Ese monto contempla los subsidios al boleto escolar, el sistema de transbordo y otros aportes provinciales destinados a mantener una tarifa más accesible para los usuarios.
Seguirán los controles mientras continúen los incumplimientos
Respecto a la continuidad del conflicto, Molina advirtió que las inspecciones continuarán mientras persistan los incumplimientos. «Nosotros hacemos el monitoreo y esas empresas ya tienen la sanción correspondiente. Si no restituyen los servicios se seguirán haciendo las sanciones y se tomarán las medidas que la legislación permita», afirmó.
De esta manera, la Secretaría de Tránsito y Transporte mantendrá el seguimiento de las frecuencias y podrá disponer nuevas penalidades contra las prestatarias en caso de que no se normalicen los servicios previstos.
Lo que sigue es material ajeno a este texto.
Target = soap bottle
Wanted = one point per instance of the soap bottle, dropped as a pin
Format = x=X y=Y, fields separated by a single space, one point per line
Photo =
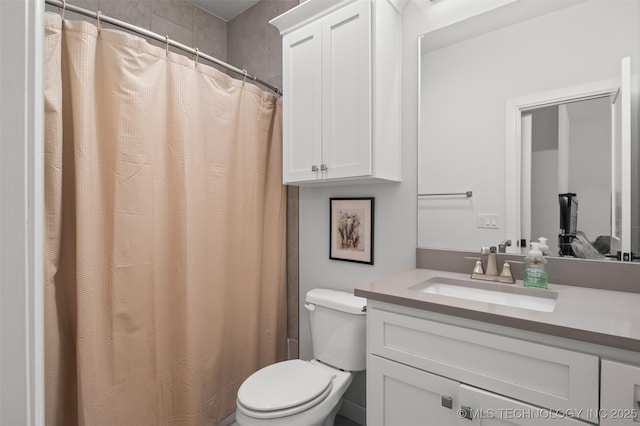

Por último, el secretario señaló que el Gobierno tampoco recibió comunicaciones del gremio vinculadas a posibles reducciones de jornadas laborales o afectaciones salariales derivadas del conflicto. «Por parte del sindicato no», respondió.
El Gobierno de San Juan sancionó económicamente a las empresas Mayo y Libertador por reducir frecuencias de la RedTulum e incumplir el cronograma establecido. El secretario de Tránsito y Transporte, Marcelo Molina, negó que existan deudas con las prestatarias y advirtió que continuarán las inspecciones y penalidades si los servicios no son restituidos.
Resumen generado automáticamente por inteligencia artificial
La crisis de frecuencias de la RedTulum incorporó este lunes un elemento que suele acelerar notablemente la vocación de diálogo empresarial: multas. El Gobierno confirmó que Mayo y Libertador fueron sancionadas por reducir servicios, una decisión administrativa destinada a recordar que los cronogramas no son literatura fantástica ni documentos decorativos diseñados para completar carpetas.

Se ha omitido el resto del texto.